I fondi per sostenere l’iniziativa provengono naturalmente da sponsor, ma anche – e questo è sicuramente più funzionale – dalle sanzioni per comportamenti razzisti commissionate alle società sportive. Il progetto, partito da Bologna, è ambizioso: si prevede di coinvolgere direttamente tra i 600 e gli 800 adolescenti in tutta la penisola. Le squadre di Serie A, ma anche le Primavera, forniranno testimonial. I momenti di incontro saranno suddivisi in quattro step da circa due ore ciascuno; si darà un quadro del contesto migratorio, del razzismo nel mondo del calcio, della capacità e della funzione sociale che il calcio possiede, in quanto veicolo di integrazione. Si cercherà di fornire sia una conoscenza generale delle problematiche legate alla discriminazione sia specifica. Attraverso laboratori, condotti da operatori Uisp, gli adolescenti verranno stimolati a creare contenuti originali. L’idea è, poi, di utilizzare questi contenuti per imbastire una campagna pubblicitaria contro il razzismo.
Tra le storie raccontate c’è quella di Árpád Weisz che oggi possiamo raccontare grazie alla perizia storiografica di Matteo Marani che ha saputo ricostruirne la tragica parabola nel libro Dallo scudetto ad Auschwitz. Vita e morte di Arpad Weisz, allenatore ebreo. Weisz, ungherese ma di fatto bolognese, è stato un grande allenatore (uno scudetto con l’Ambrosiana e due con il Bologna) di cui, all’apice del successo, improvvisamente si perdono le tracce. Marani riempi questo vuoto, raccontando come la promulgazione delle leggi razziali condannerà Weisz e la sua famiglia ad un calvario che terminerà tragicamente ad Auschwitz.
Nelle scuole verranno raccontate anche le vite di Robert Luis La Paz e Jarbas Faustinho Cané. La Paz debutta in Serie A, nelle fila del Napoli, il 16 novembre del 1947; di origine uruguaiana è il primo calciatore di colore a calcare l’erba della massima serie. La stampa non lo tratta coi guanti e passa al vaglio tutto lo spettro degli epiteti razzisti, dal più estremo “negro” fino al più politico “mulatto” non mancando di descrivere il suo incedere con un “movenze da negretto” (così si legge in un articolo della “Gazzetta dello sport”). Se la stampa non ci va leggera i tifosi chiederanno a gran voce il suo impiego, e – almeno all’inizio – tra la tifoseria partenopea e l’uruguaiano correrà un buon feeling.

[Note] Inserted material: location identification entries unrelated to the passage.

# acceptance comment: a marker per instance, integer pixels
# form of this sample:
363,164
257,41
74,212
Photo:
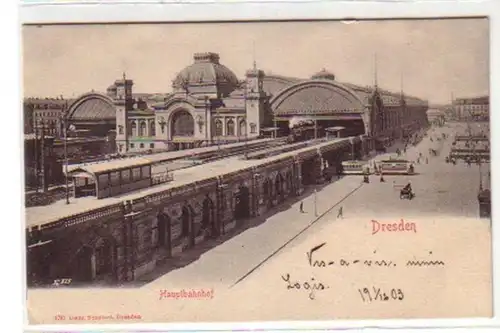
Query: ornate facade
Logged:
122,241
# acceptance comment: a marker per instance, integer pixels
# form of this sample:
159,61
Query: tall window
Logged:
230,127
243,128
253,128
133,128
142,128
218,127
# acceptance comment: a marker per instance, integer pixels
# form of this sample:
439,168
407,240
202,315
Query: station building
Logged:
118,238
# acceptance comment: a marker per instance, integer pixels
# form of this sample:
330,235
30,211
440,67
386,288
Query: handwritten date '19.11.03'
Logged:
312,286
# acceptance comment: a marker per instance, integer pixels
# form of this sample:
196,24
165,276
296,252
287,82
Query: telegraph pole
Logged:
315,129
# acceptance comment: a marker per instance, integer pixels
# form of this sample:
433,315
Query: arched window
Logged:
182,124
253,128
133,129
243,128
230,127
152,128
218,127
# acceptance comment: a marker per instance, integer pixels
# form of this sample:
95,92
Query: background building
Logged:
209,105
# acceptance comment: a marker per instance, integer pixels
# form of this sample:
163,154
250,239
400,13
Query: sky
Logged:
430,59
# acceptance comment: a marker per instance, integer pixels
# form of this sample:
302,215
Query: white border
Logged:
182,11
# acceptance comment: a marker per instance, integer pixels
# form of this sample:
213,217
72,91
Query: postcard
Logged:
257,171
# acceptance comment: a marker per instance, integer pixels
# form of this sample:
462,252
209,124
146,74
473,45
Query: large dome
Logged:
323,75
206,70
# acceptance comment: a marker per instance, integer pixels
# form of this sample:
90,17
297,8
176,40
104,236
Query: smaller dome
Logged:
323,75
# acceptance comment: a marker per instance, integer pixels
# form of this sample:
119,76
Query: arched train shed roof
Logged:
92,107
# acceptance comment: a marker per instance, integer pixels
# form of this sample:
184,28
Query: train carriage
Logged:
396,167
355,167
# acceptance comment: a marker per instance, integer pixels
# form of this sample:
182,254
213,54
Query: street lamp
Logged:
315,202
480,175
65,127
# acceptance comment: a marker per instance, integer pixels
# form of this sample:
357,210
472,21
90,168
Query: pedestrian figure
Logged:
340,213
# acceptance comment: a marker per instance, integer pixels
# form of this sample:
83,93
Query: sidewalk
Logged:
227,262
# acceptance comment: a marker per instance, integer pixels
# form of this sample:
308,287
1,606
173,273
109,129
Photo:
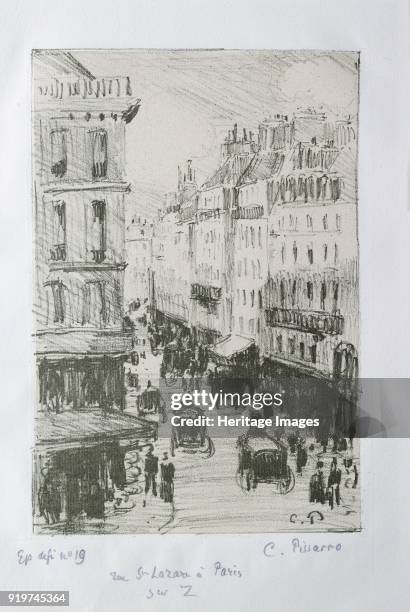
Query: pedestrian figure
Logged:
333,484
44,502
167,479
317,485
245,462
151,471
301,456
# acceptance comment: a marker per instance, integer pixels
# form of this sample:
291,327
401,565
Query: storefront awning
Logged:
230,346
83,343
88,427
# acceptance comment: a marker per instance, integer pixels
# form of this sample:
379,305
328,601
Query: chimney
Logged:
235,132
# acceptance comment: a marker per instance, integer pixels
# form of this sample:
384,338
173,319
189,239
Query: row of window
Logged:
308,189
241,297
96,307
58,251
256,268
293,223
248,237
291,293
310,254
99,152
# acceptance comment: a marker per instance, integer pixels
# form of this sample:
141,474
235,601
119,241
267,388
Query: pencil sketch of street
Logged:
195,228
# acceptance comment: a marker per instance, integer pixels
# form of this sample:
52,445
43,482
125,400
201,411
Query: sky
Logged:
190,99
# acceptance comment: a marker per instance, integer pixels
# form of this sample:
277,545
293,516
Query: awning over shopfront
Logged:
74,428
229,347
83,343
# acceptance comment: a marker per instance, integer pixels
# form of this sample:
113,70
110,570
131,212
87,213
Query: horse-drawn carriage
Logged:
262,459
191,438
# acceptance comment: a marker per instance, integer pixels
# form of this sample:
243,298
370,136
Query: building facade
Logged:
79,190
138,245
268,245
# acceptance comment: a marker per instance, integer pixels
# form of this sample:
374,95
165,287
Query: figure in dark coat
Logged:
301,456
151,471
317,485
167,479
333,484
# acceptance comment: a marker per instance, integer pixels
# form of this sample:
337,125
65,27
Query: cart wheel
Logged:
287,484
241,481
211,447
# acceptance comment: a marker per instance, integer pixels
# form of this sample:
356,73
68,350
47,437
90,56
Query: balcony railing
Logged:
205,293
58,252
248,212
316,322
83,88
98,255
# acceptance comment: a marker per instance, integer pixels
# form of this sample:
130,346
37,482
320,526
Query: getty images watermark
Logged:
211,401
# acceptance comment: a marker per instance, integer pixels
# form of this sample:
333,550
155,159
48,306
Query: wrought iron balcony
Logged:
248,212
58,252
313,321
205,293
98,255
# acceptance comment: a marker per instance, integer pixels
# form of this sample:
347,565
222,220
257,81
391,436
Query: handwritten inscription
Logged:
51,555
177,579
298,545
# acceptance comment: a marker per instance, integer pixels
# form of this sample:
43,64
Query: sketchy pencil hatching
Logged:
195,231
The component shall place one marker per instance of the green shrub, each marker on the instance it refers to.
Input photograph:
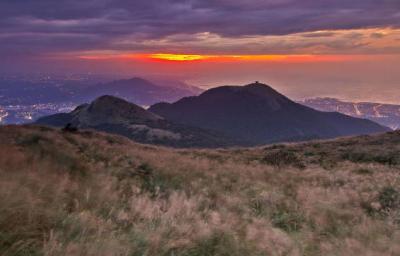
(219, 244)
(363, 171)
(389, 198)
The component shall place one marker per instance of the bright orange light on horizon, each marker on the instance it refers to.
(200, 57)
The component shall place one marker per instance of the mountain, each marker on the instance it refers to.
(141, 91)
(258, 114)
(384, 114)
(115, 115)
(91, 193)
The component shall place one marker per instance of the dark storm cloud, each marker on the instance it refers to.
(66, 25)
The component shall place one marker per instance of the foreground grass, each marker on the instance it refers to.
(94, 194)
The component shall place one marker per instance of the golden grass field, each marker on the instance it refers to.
(90, 193)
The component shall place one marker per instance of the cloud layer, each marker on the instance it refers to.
(259, 26)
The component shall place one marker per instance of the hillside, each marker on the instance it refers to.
(117, 116)
(89, 193)
(259, 114)
(141, 91)
(384, 114)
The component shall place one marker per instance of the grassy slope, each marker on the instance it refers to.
(97, 194)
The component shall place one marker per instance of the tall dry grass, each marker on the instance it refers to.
(95, 194)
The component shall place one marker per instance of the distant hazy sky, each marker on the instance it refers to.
(304, 48)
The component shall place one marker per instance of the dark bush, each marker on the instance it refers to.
(282, 158)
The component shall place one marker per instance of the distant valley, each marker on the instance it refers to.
(249, 115)
(384, 114)
(25, 99)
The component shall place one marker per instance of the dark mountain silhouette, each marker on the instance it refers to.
(258, 114)
(141, 91)
(115, 115)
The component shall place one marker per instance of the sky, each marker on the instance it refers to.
(304, 48)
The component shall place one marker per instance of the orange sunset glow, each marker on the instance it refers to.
(173, 57)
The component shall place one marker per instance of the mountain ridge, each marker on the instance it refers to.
(118, 116)
(258, 113)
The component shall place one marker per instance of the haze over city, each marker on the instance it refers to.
(344, 49)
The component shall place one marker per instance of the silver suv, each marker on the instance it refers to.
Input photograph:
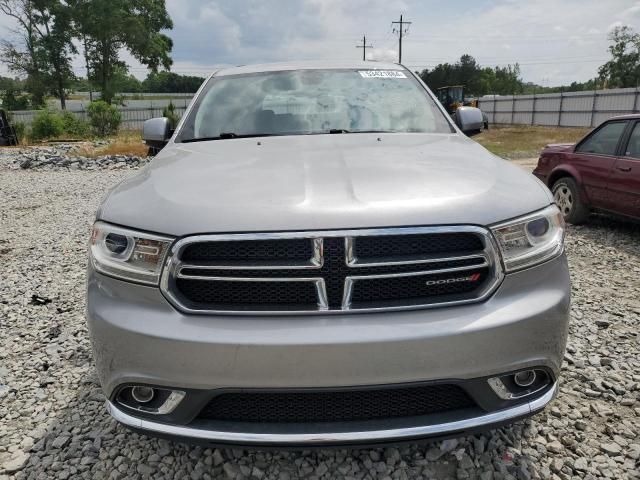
(319, 255)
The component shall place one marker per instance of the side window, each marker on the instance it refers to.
(604, 141)
(633, 147)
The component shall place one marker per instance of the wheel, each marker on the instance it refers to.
(567, 196)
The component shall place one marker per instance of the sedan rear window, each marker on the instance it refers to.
(304, 102)
(604, 141)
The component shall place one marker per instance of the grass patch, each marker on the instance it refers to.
(127, 142)
(523, 141)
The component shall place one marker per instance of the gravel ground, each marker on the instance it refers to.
(52, 418)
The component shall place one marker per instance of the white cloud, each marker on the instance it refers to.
(559, 41)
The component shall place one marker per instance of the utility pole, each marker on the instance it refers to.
(364, 47)
(401, 31)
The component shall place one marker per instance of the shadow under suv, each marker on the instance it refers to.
(320, 256)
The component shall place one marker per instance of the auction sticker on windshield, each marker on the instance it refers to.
(382, 74)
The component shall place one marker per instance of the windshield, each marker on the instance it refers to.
(304, 102)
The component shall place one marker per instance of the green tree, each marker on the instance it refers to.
(169, 82)
(55, 35)
(104, 118)
(43, 48)
(623, 70)
(109, 26)
(477, 80)
(21, 53)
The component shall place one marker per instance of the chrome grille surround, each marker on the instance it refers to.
(174, 268)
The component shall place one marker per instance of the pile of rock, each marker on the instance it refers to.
(64, 156)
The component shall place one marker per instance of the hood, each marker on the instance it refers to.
(322, 182)
(559, 147)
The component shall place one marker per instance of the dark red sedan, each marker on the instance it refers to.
(599, 173)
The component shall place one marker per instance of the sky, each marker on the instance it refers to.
(554, 41)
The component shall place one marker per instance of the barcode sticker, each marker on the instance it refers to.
(382, 74)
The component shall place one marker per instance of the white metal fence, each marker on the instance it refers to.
(569, 109)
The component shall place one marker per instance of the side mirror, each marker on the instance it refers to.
(156, 132)
(469, 120)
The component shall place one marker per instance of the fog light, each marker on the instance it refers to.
(525, 378)
(142, 394)
(512, 386)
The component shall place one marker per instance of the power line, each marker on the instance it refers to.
(364, 47)
(400, 32)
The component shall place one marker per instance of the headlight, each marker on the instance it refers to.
(128, 254)
(531, 239)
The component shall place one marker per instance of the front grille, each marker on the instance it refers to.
(406, 245)
(416, 287)
(331, 271)
(246, 250)
(336, 406)
(242, 293)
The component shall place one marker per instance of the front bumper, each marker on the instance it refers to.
(139, 338)
(458, 427)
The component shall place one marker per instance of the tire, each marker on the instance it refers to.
(567, 196)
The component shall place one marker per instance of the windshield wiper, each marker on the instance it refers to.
(228, 135)
(344, 130)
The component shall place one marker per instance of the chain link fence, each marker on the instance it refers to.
(132, 117)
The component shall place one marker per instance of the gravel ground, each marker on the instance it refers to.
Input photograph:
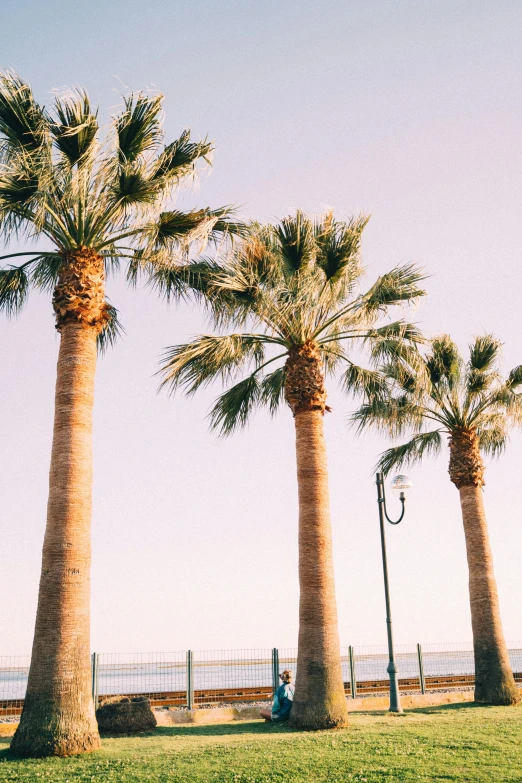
(261, 704)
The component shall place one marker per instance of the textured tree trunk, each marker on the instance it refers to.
(58, 717)
(494, 681)
(319, 701)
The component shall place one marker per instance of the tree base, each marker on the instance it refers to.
(505, 696)
(46, 731)
(40, 745)
(310, 719)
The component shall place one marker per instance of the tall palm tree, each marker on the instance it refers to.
(92, 206)
(470, 402)
(291, 288)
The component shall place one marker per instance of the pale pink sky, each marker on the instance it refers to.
(408, 110)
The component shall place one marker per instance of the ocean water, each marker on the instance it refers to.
(164, 672)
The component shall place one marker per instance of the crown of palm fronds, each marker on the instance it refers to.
(61, 183)
(440, 393)
(286, 285)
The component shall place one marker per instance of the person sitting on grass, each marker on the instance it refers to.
(283, 699)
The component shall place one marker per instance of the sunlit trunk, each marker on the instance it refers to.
(58, 716)
(494, 682)
(319, 701)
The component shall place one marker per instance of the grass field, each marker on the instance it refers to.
(450, 743)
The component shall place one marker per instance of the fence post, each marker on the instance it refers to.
(353, 679)
(275, 670)
(421, 669)
(190, 679)
(94, 668)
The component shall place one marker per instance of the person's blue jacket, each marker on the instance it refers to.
(283, 699)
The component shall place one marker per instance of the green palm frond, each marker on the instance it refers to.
(273, 390)
(399, 285)
(296, 245)
(338, 246)
(197, 363)
(14, 286)
(23, 123)
(178, 159)
(359, 380)
(390, 415)
(133, 187)
(287, 284)
(138, 127)
(445, 362)
(75, 132)
(233, 408)
(44, 272)
(484, 353)
(439, 388)
(111, 331)
(515, 377)
(411, 453)
(394, 341)
(17, 189)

Napoli è anche la città del primo allenatore di colore: Canè arriva, per volontà del Presidente Lauro, come giocatore nel 1962 e sarà allenatore nella stagione 1994/95, in coppia con il direttore tecnico, il recentemente scomparso Vujadin Boskov.
Agli alunni si parlerà anche di apartheid, prendendo come spunto la storia di Edwin Ronald Firmani, calciatore bianco nato in Sud Africa ed unico calciatore straniero a segnare nel derby della Lanterna sia con la maglia blucerchiata che con quella genoana. Una vita particolare quella di Firmani, quando nel 1955 viene acquistato dalla Sampdoria il governo sudafricano, più che farli espatriare, i bianchi cerca di farli entrare nel paese per aumentarne il numero rispetto ai nativi. L’immigrazione come fenomeno che interessa ogni individuo verrà guardata anche attraverso gli occhi di Egisto Pandolfini: per i mondiali del 1950, si imbarcò su una nave che, oltre ai suoi compagni di nazionale, portava in Brasile numerosissimi italiani decisi a risollevare le sorti delle loro esistenze.